Smokers are also prone to experience spasm of the coronary arteries and are more likely to develop ventricular arrhythmia. Smoking cessation is the only effective method to reduce cardiovascular risk by about 65%.
Daily consumption of one alcoholic beverage per day is considered safe, some scientists suggest that it may be even protective against cardiovascular diseases. However, a high level of alcohol consumption (more than 3 drinks per day)is known to cause alcoholic cardiomyopathy and may cause a stroke. The total risk of cardiovascular diseases increases drastically, the heart and the blood vessels are severely damaged and the risk of death rises.
Consumption of 1 to 5 of coffee per day is associated with a 3-fold increased risk of hypertension. Caffeine increases diastolic blood pressure by 3 mmHg in persons with previously normal blood pressure and by 8 mmHg in those with already existing hypertension.
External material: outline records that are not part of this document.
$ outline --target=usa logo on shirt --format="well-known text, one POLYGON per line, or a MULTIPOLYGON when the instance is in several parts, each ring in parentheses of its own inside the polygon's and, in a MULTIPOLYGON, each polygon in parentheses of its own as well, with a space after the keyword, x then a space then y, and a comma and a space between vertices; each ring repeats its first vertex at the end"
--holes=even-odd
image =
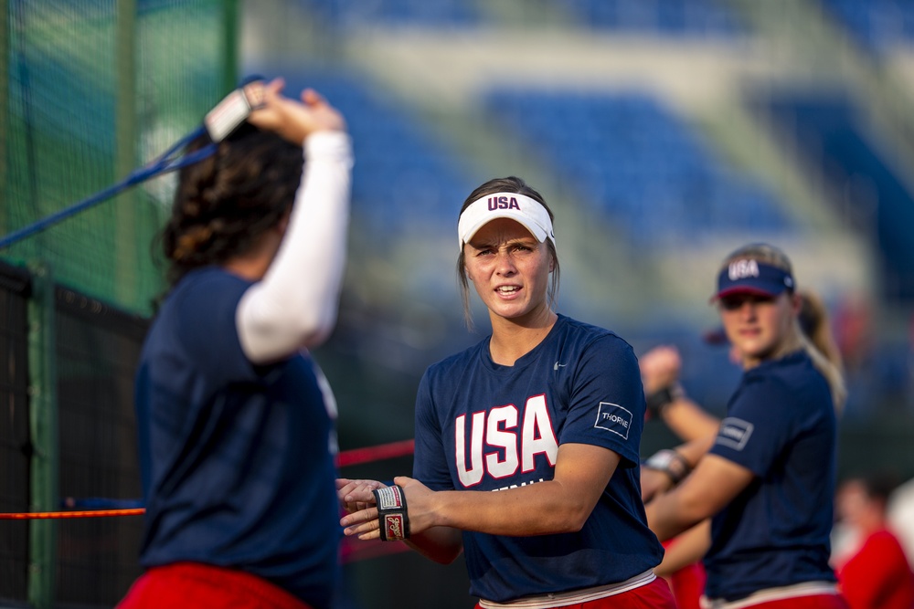
POLYGON ((631 411, 622 408, 618 404, 600 402, 600 407, 597 409, 597 422, 593 424, 593 426, 618 434, 627 440, 632 420, 631 411))

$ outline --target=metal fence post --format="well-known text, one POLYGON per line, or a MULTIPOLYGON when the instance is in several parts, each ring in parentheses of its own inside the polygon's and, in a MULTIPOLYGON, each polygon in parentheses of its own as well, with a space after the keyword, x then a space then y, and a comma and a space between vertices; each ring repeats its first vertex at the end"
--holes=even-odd
MULTIPOLYGON (((48 265, 29 265, 32 295, 28 301, 28 394, 31 428, 32 511, 58 509, 58 408, 54 281, 48 265)), ((55 599, 57 522, 29 522, 28 602, 50 609, 55 599)))

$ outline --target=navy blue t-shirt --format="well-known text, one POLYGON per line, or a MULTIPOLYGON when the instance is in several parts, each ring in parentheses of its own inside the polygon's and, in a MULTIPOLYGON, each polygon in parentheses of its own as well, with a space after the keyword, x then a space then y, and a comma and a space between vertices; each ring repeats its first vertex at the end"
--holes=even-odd
POLYGON ((708 597, 835 581, 836 428, 828 383, 805 352, 746 372, 710 452, 755 478, 712 520, 708 597))
POLYGON ((513 366, 489 340, 429 368, 416 402, 413 477, 433 490, 497 491, 550 480, 558 446, 622 457, 580 531, 463 532, 472 594, 505 602, 623 582, 660 562, 641 499, 644 394, 638 361, 614 333, 564 316, 513 366))
POLYGON ((328 607, 340 531, 335 404, 307 354, 255 366, 235 310, 250 282, 194 271, 154 320, 136 375, 144 567, 238 568, 328 607))

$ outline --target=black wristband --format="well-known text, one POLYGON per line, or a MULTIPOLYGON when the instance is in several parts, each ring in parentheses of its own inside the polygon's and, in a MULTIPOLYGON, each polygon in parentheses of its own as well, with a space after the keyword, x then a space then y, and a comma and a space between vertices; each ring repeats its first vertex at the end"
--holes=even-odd
POLYGON ((657 418, 663 415, 666 406, 670 405, 683 396, 682 387, 679 383, 666 385, 663 389, 658 389, 647 396, 647 412, 652 417, 657 418))
POLYGON ((643 465, 649 469, 656 469, 669 476, 674 486, 679 484, 692 471, 692 467, 685 457, 669 449, 658 450, 644 461, 643 465))
POLYGON ((377 521, 382 541, 409 539, 409 516, 403 487, 394 485, 371 491, 377 504, 377 521))

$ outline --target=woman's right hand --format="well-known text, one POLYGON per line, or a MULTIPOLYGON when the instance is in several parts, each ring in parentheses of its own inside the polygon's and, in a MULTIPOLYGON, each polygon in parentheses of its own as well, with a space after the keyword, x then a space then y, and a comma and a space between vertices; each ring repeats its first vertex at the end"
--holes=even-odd
POLYGON ((263 103, 252 110, 248 122, 301 144, 316 131, 345 131, 345 120, 317 91, 305 89, 301 101, 282 95, 285 80, 274 79, 263 86, 263 103))
POLYGON ((336 478, 336 499, 347 514, 361 511, 375 505, 373 490, 384 488, 387 485, 377 480, 350 480, 336 478))
POLYGON ((650 395, 679 380, 682 360, 679 351, 670 345, 654 347, 638 358, 644 394, 650 395))

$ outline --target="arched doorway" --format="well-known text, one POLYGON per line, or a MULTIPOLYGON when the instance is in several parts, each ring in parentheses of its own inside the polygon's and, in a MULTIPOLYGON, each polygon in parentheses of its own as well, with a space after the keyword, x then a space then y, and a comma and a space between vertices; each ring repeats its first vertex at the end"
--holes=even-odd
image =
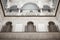
POLYGON ((24 4, 21 8, 21 11, 24 11, 24 10, 30 10, 30 12, 32 12, 33 10, 36 10, 36 11, 40 12, 38 5, 35 3, 24 4))

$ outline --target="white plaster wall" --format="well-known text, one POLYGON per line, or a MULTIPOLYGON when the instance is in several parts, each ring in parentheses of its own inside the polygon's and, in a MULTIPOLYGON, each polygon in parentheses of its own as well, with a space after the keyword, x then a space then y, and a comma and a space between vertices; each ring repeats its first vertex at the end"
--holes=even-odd
MULTIPOLYGON (((1 7, 0 7, 1 10, 1 7)), ((49 21, 54 21, 58 25, 58 21, 56 18, 58 17, 3 17, 3 12, 0 11, 0 30, 2 25, 4 25, 7 21, 12 21, 13 32, 16 31, 24 31, 25 25, 27 25, 28 21, 33 21, 36 26, 36 30, 39 32, 47 32, 47 26, 49 21), (41 26, 40 26, 41 25, 41 26), (19 30, 17 30, 19 29, 19 30), (21 29, 21 30, 20 30, 21 29)), ((58 18, 59 19, 59 18, 58 18)))
POLYGON ((60 4, 59 4, 59 8, 58 8, 56 19, 57 19, 57 21, 59 23, 59 29, 60 29, 60 4))
POLYGON ((34 22, 37 32, 48 32, 48 22, 49 21, 54 21, 58 25, 55 17, 4 17, 3 25, 7 21, 12 21, 12 23, 13 23, 12 31, 13 32, 24 31, 25 25, 27 25, 28 21, 34 22))

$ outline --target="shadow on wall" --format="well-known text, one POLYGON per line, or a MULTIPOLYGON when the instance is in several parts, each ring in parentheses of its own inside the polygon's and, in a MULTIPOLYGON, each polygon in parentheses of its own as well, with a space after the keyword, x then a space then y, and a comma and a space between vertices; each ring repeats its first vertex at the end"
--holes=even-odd
MULTIPOLYGON (((58 26, 53 22, 48 22, 48 32, 59 32, 58 26)), ((2 27, 1 32, 12 32, 13 25, 11 21, 6 22, 6 24, 2 27)), ((29 21, 27 25, 22 27, 21 25, 16 27, 15 32, 46 32, 46 27, 44 25, 39 25, 38 28, 34 25, 34 22, 29 21), (24 30, 24 29, 25 30, 24 30), (23 31, 24 30, 24 31, 23 31)))

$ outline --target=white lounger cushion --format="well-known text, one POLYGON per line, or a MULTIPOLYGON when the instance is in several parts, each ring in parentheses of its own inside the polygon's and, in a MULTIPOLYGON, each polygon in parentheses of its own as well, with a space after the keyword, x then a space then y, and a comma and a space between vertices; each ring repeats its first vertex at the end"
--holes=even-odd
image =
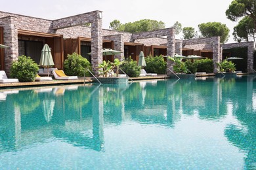
POLYGON ((18 78, 8 78, 5 71, 0 71, 0 82, 1 83, 11 83, 19 82, 18 78))

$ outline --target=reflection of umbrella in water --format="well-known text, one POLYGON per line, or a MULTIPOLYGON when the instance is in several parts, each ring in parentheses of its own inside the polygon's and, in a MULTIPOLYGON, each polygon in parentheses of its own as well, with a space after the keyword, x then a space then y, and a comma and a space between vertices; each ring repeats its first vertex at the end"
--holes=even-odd
POLYGON ((9 46, 0 44, 0 48, 7 48, 9 46))
MULTIPOLYGON (((105 60, 106 61, 106 56, 116 55, 123 53, 121 51, 114 50, 110 48, 103 48, 102 56, 105 56, 105 60)), ((91 52, 87 53, 89 55, 91 55, 91 52)))
POLYGON ((43 101, 43 116, 47 122, 49 122, 53 117, 54 105, 54 100, 46 99, 43 101))
POLYGON ((45 44, 42 49, 39 65, 47 68, 48 76, 49 76, 49 68, 54 65, 53 62, 51 48, 47 44, 45 44))
POLYGON ((230 58, 226 58, 226 60, 242 60, 242 59, 244 59, 244 58, 236 58, 236 57, 230 57, 230 58))

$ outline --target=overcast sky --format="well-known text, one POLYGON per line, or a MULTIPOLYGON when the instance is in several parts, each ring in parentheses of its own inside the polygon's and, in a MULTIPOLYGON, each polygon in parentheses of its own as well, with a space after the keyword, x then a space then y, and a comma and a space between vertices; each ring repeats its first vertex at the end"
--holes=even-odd
MULTIPOLYGON (((225 11, 232 0, 0 0, 0 10, 44 19, 59 19, 93 10, 101 10, 103 28, 118 20, 122 24, 142 19, 156 20, 165 27, 178 21, 184 27, 208 22, 226 24, 230 30, 228 42, 232 42, 233 27, 237 24, 226 18, 225 11)), ((181 35, 176 37, 180 39, 181 35)))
Regular exercises increase the heart’s ability to sustain exercises and decrease oxygen demand by the heart muscle thereby reducing the cardiovascular risks by 40%. It is recommended to do at least 150 mins of moderate-intensity aerobic physical exercises or alternatively 75 minutes of moderate and vigorous-intensity activity.
Diet, obesity and metabolic syndrome
Diet high in saturated animal fats and trans-fatty acids is associated with increased risk of atherosclerosis. High dietary salt intake is also related to increase risk of hypertension and worsen the course of the chronic heart disease.
Metabolic syndrome is associated with an increased risk of cardiovascular disease. This complex condition is diagnosed when a person has at least 3 of the following symptoms:
- Fasting blood glucose of more than 110 mg/dL;
- Blood pressure > 130/85 mmHg;
- Triglycerides ≥ 150 mg/dL;
- HDL cholesterol <40 mg/dL for men or <50 mg/dL for women;
- Waist >40 inches for men or >35 inches for women;
Obesity is associated with a 2 to 6-fold increased risk of hypertension. In general, maintaining a healthy body weight (body-mass index should be 20- 25 kg/m2) is one of the best measures to prevent cardiovascular diseases or delay the worsening of the already existing disease.
High cholesterol levels are considered one of the major risk factors for the ischemic heart disease – it is responsible for about 60% of cases of ischemic heart disease. The high prevalence of dyslipidemia is related to high consumption of dietary animal fats, although sometimes dyslipidemia develops due to genetic disorders of lipid metabolism.
Worldwide diabetes mellitus incidence increases gradually. Impaired glucose metabolism influences on the blood vessels, damages the kidneys, brain and the heart.
Adequate blood glucose control is essential to avoid complications and prevent cardiovascular diseases.
High blood pressure is associated with an increased risk of stroke and myocardial infarction. Even so little as 7 mm Hg elevation of diastolic blood pressure drastically increases the risk for cardiovascular catastrophes/events. Isolated systolic hypertension (high systolic blood pressure) also increases the risk of cardiovascular death.
Therefore, hypertension treatment and, namely, decreasing the diastolic blood pressure effectively reduces the risk of stroke and vascular mortality.
Genetic testing may be helpful to estimate one’s risk in order to be aware of the risk and take action on managing the other, modifiable, risk factors.